LELAH

LELAH
Bertemu


__ADS_3

Ana menunggu manis dikursi yang berada didepan sekolah Deo, hanya tinggal menunggu beberpa menit saja menunggu deo keluar.


"Undaa...." tak lama deo keluar dari gerbang sekolah dengan raut wajah yang bahagia. Kaki munggil berlarian menuju arah ana yang sekarang berubah posisinya menjadi beridiri.


Deo memeluk bundanya, "Unda.. Kata deo bahagia. Ana segera membawa anaknya kedalam pelukkannya, "anak bunda kenapa? Senang sekali kelihatannya....." ucap ana sembari mencubit pipi deo lembut.


"ndak apa-apa Unda ," ucap deo dengan menampilkan gigi-gigi kecilnya.


Ah ya, ana mengingatnya. Pasti anaknya tersenyum menanda kan bahwa ia ingin menangih janji kepadanya.


"superman?"


Deo menganguk-angguk kecil, ana mengacak-acak pelan rambuk anaknya.


Tumben sekali anaknya ini memberi kode, tidak merengeknya terlebih dahulu.tapi syukurlah, setidaknya ia tidak dibuat runyam oleh rengekan dari deo.


Ana menurunkan deo dari gendongannya, ia membawa jemari deo kedalam jemarinya. Kemudian mengajaknya pergi untuk membeli miniatur superman yang diinginkannya.

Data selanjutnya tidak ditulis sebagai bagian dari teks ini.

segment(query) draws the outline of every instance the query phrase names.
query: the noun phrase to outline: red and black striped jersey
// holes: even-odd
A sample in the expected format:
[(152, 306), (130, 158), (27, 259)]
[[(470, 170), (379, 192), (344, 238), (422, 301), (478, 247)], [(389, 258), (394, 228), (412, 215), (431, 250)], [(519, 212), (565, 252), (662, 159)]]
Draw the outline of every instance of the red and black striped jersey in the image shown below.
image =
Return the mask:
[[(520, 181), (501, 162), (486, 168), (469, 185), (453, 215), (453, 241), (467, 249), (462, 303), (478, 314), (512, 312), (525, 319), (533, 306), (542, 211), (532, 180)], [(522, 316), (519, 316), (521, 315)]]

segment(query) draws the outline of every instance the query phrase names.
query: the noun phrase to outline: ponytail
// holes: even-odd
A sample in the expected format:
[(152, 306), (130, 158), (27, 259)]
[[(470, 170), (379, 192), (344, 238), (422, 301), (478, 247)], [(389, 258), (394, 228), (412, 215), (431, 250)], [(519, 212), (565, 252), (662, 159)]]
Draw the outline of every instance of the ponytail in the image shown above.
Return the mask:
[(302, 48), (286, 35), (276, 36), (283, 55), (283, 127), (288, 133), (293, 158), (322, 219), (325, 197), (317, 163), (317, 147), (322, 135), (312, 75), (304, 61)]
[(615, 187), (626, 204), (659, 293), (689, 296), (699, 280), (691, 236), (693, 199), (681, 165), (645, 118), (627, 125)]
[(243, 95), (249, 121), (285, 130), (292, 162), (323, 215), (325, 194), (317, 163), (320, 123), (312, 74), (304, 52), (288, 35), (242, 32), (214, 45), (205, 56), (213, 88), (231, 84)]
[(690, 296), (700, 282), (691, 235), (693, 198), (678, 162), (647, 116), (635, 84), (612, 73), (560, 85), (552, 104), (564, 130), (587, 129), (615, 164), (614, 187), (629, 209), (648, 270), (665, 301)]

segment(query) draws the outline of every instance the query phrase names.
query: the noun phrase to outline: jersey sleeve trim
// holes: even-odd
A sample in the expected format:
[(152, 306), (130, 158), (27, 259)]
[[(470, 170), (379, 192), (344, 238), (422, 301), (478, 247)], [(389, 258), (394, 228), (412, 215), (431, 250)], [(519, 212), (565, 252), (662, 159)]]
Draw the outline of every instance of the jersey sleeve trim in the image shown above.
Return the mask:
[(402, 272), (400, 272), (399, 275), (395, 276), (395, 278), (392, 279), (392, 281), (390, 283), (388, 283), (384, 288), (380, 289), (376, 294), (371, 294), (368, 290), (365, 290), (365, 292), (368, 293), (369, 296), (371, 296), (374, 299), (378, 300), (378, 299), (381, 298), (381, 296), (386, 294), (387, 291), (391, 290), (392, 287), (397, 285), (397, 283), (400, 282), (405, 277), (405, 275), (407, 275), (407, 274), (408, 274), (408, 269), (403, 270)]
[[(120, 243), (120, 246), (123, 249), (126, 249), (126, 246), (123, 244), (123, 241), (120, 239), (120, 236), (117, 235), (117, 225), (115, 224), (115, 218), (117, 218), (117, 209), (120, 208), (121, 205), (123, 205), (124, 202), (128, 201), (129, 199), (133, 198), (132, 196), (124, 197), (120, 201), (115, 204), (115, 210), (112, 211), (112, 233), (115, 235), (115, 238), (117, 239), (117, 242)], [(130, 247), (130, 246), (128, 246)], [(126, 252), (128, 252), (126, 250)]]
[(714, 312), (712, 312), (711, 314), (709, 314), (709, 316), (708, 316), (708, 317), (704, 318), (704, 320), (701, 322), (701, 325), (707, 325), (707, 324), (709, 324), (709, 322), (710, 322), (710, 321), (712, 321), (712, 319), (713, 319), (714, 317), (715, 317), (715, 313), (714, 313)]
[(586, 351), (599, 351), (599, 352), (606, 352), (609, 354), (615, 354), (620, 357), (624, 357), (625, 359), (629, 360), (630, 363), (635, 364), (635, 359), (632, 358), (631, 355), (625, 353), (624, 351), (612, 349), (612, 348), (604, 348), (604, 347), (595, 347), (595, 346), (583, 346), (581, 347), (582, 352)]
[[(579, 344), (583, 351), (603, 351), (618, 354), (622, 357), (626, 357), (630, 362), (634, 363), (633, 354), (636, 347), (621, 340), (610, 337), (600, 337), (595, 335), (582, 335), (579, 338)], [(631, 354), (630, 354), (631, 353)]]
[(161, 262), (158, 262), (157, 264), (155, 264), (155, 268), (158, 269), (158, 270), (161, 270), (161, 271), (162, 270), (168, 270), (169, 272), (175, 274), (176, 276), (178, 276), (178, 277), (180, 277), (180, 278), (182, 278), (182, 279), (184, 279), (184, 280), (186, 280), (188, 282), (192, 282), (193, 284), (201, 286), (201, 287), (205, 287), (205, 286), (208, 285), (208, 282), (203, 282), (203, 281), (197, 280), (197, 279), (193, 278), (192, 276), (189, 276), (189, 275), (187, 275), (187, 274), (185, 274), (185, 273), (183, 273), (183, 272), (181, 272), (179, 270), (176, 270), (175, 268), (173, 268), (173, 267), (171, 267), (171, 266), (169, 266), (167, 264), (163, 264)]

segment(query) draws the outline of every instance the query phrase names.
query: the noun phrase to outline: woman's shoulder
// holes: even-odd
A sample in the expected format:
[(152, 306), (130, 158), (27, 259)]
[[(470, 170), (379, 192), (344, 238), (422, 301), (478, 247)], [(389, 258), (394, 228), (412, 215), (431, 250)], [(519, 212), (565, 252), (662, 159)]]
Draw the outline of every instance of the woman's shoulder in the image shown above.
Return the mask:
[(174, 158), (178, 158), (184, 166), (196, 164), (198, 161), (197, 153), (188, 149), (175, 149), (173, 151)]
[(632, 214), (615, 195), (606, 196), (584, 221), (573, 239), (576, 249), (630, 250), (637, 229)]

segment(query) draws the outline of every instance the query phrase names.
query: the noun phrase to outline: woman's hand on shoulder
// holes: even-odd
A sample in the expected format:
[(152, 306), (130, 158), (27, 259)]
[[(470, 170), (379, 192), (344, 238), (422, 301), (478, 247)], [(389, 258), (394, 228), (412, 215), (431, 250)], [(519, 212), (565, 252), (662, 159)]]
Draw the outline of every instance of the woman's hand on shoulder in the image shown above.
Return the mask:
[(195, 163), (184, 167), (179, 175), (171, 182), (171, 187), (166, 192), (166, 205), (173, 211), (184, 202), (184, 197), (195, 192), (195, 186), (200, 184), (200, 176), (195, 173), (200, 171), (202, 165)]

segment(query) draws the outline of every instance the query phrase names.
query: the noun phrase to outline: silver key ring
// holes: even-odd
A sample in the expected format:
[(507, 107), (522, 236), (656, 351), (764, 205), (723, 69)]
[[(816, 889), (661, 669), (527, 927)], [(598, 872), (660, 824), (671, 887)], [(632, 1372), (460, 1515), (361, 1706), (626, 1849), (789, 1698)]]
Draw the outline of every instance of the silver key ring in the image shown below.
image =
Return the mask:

"Unda..." ana hanya berdehem


"Unda...kalau ayah pulang, beliin deo mainan ndak?"


Detik itu pula langkah kaki ana terhenti. Hatinya terasa tertusuk, sepertinya deo masih berharap kalau Ayahnya akan pulang dari kerjanya, yang sebenarnya tidak akan pernah terjadi. Karena Ayahnya itu tidak akan pernah kembali, menemuinya, atau bahkan menyapanya. Karena yang ana tau, daniel sangat membenci darah dagingnya sendiri.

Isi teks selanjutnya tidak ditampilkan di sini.